As far as I see, the standard doesn't talk about a basic character set as something distinct form the source character set and execution character set. The standard lays out that there are 2 character sets it's concerned with - the source character set and execution character set. each of these has a 'basic' and 'extended' component (and the extended component of either can be the empty set).
You have a "source character set" that is comprised of a "basic source character set" and zero or more "extended characters". The combination of the basic source character set and those extended characters is called the extended source character set.
Similarly for the execution character set (there's a basic execution character set that combined with zero or more extended characters make up the extended execution characters set).
The standard (and your question) enumerate characters that must be in the basic characters set - there can be other characters in the basic set.
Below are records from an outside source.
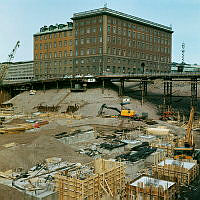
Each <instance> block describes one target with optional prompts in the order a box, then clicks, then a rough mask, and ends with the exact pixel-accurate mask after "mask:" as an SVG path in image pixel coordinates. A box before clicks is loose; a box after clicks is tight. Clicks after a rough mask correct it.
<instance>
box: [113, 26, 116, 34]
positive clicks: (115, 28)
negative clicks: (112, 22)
mask: <svg viewBox="0 0 200 200" xmlns="http://www.w3.org/2000/svg"><path fill="white" fill-rule="evenodd" d="M113 33H114V34H115V33H116V27H115V26H113Z"/></svg>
As far as the difference between the basic 'range' and the extended 'range' of each character set, the values of the members of the basic character set must fit within a byte - that restriction doesn't hold for the extended characters. Also note, that this doesn't necessarily mean that the source file encoding must a single-byte encoding.
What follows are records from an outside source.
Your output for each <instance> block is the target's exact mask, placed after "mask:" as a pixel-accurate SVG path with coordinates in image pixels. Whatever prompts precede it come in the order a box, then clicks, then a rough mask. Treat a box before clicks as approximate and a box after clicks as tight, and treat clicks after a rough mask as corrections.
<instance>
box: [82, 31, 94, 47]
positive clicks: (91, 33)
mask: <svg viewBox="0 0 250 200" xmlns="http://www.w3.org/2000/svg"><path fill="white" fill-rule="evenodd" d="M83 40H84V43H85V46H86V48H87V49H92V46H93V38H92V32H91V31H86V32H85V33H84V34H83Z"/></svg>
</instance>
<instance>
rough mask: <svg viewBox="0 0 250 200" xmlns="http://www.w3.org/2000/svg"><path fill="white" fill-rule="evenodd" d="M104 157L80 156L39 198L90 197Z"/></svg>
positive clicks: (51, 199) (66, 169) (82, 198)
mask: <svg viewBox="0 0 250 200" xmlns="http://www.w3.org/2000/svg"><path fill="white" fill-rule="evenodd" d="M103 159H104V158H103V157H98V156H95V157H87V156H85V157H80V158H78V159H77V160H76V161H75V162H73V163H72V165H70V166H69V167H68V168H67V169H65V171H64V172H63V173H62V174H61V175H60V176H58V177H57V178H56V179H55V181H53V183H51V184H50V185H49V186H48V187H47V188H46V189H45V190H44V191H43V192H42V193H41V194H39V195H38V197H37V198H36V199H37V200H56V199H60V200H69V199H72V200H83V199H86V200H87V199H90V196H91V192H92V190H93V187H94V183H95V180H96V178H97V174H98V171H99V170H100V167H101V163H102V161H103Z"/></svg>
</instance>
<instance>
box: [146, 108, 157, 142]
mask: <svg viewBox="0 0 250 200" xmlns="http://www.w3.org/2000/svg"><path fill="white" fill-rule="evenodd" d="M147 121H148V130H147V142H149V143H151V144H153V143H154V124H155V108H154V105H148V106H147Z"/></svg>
The values of characters in the source character sets do not need to agree with the values in the execution character sets (for example, the source character set might be comprised of ASCII, while the execution character set might be EBCDIC).
您可能会看一下 GNU iconv。其中,它可以打印或转换 Java 和 C99 字符串。
iconv
是libiconv
的命令行接口,它很可能是 C99 编译器在内部用于这些字符转换的接口。输入 iconv -l 来查看系统上可用的字符串。您将需要从源代码重新编译才能更改该集。
在 OS X 上,我有 141 个字符集。在 Ubuntu 上,我有 1,168 个字符集(其中大部分是别名)。
You might have a look a GNU iconv. Among many others, it will print or convert both Java and C99 strings.
iconv
is a command line interface tolibiconv
which, very likely, is what your C99 compiler is using internally for these character conversions.Type
iconv -l
to see what strings are available on your system. You will need to recompile from source to change that set.On OS X, I have 141 character sets. On Ubuntu, I have 1,168 character sets (with most of those being aliases).